From 90855dc83e611f4bc425fd392d0c4a9640c7cb9a Mon Sep 17 00:00:00 2001
From: iven <iven_h@qq.com>
Date: Sun, 5 Apr 2026 19:18:41 +0800
Subject: [PATCH] fix(desktop): resolve 2 release-blocking P1 defects

P1-04: GenerationPipeline hardcoded model="default" causing classroom
generation 404. Added model field to GenerationPipeline struct, passed
from kernel config via with_driver(driver, model). Static scene
generation now receives model parameter.

P1-03: LLM API concurrent 500 DATABASE_ERROR. Added transient DB error
retry (PoolTimedOut/Io) in create_relay_task with 200ms backoff.

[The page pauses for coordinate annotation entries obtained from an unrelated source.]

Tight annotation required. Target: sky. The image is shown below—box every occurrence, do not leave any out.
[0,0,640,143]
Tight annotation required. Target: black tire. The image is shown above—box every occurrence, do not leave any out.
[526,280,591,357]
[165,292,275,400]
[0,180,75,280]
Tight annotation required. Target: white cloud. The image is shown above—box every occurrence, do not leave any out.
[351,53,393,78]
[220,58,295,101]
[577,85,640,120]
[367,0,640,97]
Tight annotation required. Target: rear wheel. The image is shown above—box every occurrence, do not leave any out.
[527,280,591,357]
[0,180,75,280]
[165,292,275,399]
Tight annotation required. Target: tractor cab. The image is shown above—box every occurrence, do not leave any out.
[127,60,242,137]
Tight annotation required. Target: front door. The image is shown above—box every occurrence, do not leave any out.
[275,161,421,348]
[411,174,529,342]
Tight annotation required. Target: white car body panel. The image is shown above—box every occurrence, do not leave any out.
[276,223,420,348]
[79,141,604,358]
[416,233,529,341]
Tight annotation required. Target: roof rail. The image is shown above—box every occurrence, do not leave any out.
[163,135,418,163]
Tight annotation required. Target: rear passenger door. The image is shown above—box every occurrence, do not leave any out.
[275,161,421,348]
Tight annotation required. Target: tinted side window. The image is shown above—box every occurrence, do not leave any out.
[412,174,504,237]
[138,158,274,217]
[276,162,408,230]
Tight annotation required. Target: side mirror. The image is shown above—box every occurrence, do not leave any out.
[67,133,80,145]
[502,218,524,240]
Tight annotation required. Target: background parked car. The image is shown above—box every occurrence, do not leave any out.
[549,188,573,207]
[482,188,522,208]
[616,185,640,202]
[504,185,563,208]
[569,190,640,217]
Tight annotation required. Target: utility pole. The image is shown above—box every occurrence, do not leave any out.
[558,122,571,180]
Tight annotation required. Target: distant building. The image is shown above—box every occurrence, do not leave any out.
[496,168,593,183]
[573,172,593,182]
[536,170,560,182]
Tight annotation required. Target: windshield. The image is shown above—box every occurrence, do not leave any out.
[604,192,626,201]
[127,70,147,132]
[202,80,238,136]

Recommend setting ZCLAW_DB_MIN_CONNECTIONS=10 for burst resilience.
---
 crates/zclaw-kernel/src/generation/mod.rs     | 12 ++++---
 crates/zclaw-saas/src/relay/service.rs        | 31 ++++++++++++++++---
 .../src/classroom_commands/generate.rs        |  2 +-
 3 files changed, 35 insertions(+), 10 deletions(-)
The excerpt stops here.